D
espués de un día de balbuceos confusos, Graves se despertó por la mañana en condiciones de hablar de forma coherente. Ichino frio un bistec de levadura sintética y mientras comían, Graves confirmó casi todo lo que Ichino había deducido del microfilme.
—Hace varias semanas que les sigo la pista —dijo Graves sentado en la cama—. Primero en helicóptero, después a pie. Tomé algunas fotos desde larga distancia, e incluso encontré algunas de las verduras que habían mordisqueado, unos huesos de conejo, cosas parecidas. Mis rastreadores señalaron los lugares más probables. Mi guía y yo descubrimos a algunos en el momento en que empezaba a caer esta maldita nieve. Fue endemoniadamente difícil seguirlos en medio de la borrasca.
—¿Por qué no se detuvieron? —preguntó Ichino.

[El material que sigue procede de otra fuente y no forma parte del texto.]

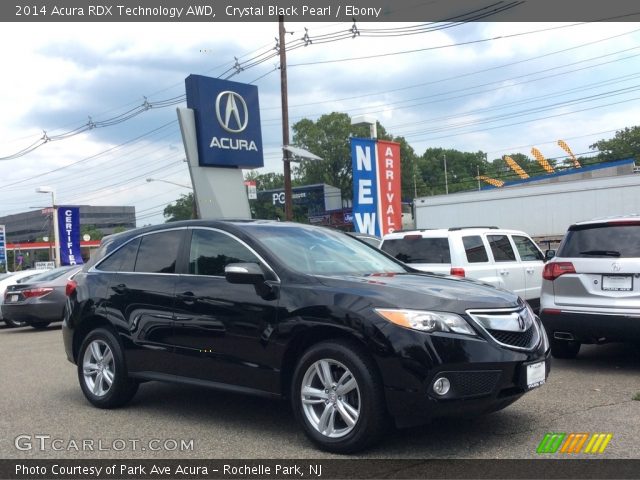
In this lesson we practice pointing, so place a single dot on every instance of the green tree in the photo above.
(92, 231)
(327, 137)
(181, 209)
(624, 144)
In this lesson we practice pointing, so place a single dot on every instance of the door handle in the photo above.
(188, 298)
(121, 288)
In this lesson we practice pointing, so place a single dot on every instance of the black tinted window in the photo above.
(211, 251)
(501, 248)
(527, 249)
(621, 241)
(474, 248)
(418, 250)
(122, 260)
(158, 252)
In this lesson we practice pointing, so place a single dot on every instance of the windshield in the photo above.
(319, 251)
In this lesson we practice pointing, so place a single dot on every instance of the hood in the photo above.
(423, 291)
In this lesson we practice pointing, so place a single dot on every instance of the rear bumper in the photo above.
(33, 313)
(592, 327)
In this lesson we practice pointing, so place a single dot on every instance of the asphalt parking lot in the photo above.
(41, 397)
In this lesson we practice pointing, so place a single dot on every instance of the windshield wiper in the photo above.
(606, 253)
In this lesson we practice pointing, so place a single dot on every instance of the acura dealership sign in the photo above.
(227, 116)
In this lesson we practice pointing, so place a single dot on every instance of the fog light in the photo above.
(441, 386)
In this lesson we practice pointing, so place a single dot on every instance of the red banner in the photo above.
(389, 189)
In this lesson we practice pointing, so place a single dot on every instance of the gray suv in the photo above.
(591, 288)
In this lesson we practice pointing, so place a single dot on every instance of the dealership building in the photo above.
(29, 226)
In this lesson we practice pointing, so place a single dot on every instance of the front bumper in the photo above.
(483, 375)
(592, 327)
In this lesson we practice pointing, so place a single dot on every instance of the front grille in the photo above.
(515, 339)
(472, 383)
(512, 327)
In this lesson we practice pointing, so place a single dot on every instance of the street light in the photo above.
(56, 238)
(194, 213)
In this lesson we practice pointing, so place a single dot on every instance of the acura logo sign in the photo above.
(232, 112)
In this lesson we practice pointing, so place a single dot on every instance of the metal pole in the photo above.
(446, 180)
(288, 204)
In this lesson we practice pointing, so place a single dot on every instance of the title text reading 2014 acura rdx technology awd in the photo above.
(350, 335)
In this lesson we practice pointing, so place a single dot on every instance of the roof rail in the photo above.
(493, 227)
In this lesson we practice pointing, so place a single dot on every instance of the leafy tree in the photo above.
(92, 231)
(624, 144)
(182, 209)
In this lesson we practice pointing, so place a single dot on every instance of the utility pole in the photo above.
(288, 204)
(446, 180)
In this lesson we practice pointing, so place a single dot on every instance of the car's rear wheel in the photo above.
(102, 371)
(338, 398)
(13, 323)
(564, 348)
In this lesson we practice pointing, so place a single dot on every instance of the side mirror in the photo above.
(244, 273)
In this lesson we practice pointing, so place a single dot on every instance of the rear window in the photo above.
(418, 249)
(605, 240)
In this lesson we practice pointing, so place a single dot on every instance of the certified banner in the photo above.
(389, 191)
(3, 250)
(69, 234)
(365, 186)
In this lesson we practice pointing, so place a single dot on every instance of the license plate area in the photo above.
(535, 374)
(617, 283)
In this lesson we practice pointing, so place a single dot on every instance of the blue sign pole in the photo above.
(69, 234)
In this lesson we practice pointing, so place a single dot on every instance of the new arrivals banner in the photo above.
(69, 234)
(377, 206)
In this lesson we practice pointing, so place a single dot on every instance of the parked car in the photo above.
(348, 334)
(40, 300)
(591, 289)
(10, 279)
(507, 259)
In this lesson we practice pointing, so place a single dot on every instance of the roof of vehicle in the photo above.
(599, 220)
(445, 232)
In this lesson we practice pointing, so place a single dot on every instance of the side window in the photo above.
(501, 248)
(158, 252)
(527, 249)
(474, 248)
(211, 251)
(122, 260)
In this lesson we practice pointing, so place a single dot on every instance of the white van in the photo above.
(504, 258)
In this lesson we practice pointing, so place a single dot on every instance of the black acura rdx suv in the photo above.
(348, 334)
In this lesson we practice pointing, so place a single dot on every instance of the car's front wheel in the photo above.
(338, 398)
(564, 349)
(102, 371)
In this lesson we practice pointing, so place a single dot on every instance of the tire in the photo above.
(564, 349)
(100, 361)
(13, 323)
(338, 421)
(40, 325)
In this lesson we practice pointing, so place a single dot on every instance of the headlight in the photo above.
(426, 321)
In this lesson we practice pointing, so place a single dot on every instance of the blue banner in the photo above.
(227, 118)
(69, 235)
(365, 195)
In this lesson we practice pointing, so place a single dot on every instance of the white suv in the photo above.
(504, 258)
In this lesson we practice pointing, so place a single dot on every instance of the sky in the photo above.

—En algún momento ellos tendrían qué reducir el ritmo de su marcha. Aquí todo se para, en invierno. Pensé que si resistía más que ellos tal vez los sorprendería mientras hibernaban o hacían algo parecido. Pensé que podría tomar prisioneros.
—¿Y fue así como le hicieron esto? —Ichino señaló el vendaje que ceñía la costillas de Graves.
Graves hizo una mueca.
—Sí. Quizá no se habían guarecido sino que sólo habían hecho un alto. Los encontré en uno de esos claros de forma circular donde hincaban sus raíces los pinos. Me acerqué mucho. Estaban sentados alrededor de una especie de bloque de piedra sobre el que descansaba un objeto metálico. Todos parecían mirarlo y canturreaban, meciéndose, en tanto que algunos de ellos aporreaban el suelo.
—Habló de eso antes, cuando se despertó por primera vez.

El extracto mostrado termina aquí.